Mais cette commission reste utile. D'autres appellations ont aussi ce type de démarche. A Madiran (1 600 ha), une veille existe depuis les années 1990. Son déroulement a été modifié au fur et à mesure des années, car les surfaces visées allaient en progressant. Cette année, le contrôle n'a porté que sur les exploitations entrant dans un créneau de critères, afin de diminuer les surfaces visées. Une grande majorité des surfaces viticoles bénéficie d'un conseil en éclaircissage, ce qui allège le travail de contrôle.

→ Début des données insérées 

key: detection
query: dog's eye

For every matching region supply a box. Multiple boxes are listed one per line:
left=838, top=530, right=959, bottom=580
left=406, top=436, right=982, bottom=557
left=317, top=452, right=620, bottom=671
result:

A Fronton (2 200 ha), des parcelles sont contrôlées pour la troisième fois. Les deux premières années, toutes les surfaces de dix exploitations tirées au sort (sur les 180 de l'appellation) ont fait l'objet d'un passage. Cette année, toutes les exploitations ont été contrôlées. Quatre parcelles par exploitation sont visitées (chacune représentant l'un des quatre cépages principaux). Cette été, après un second passage, il restait quelques parcelles sur lesquelles aucun éclaircissage n'avait été effectué malgré le courrier adressé. ' Mais demain, lorsque le décret aura été revu, ces parcelles pourront être déclassées. Aujourd'hui, elles font l'objet d'une démarche pédagogique ', observe Olivier Cabirol, directeur du syndicat de Fronton.
Une telle organisation n'existe que grâce à l'initiative des syndicats d'appellation. Si beaucoup de producteurs l'encouragent, cette démarche sera plus facile à mettre en place. Cette commission sert alors plus à la prévention qu'à la répression, car la majorité des producteurs ont intégré dans leurs pratiques le respect des conditions de production et de rendement au niveau des parcelles. Maintenant faut-il encore que l'ensemble des producteurs soient partisans du respect d'un rendement à la parcelle.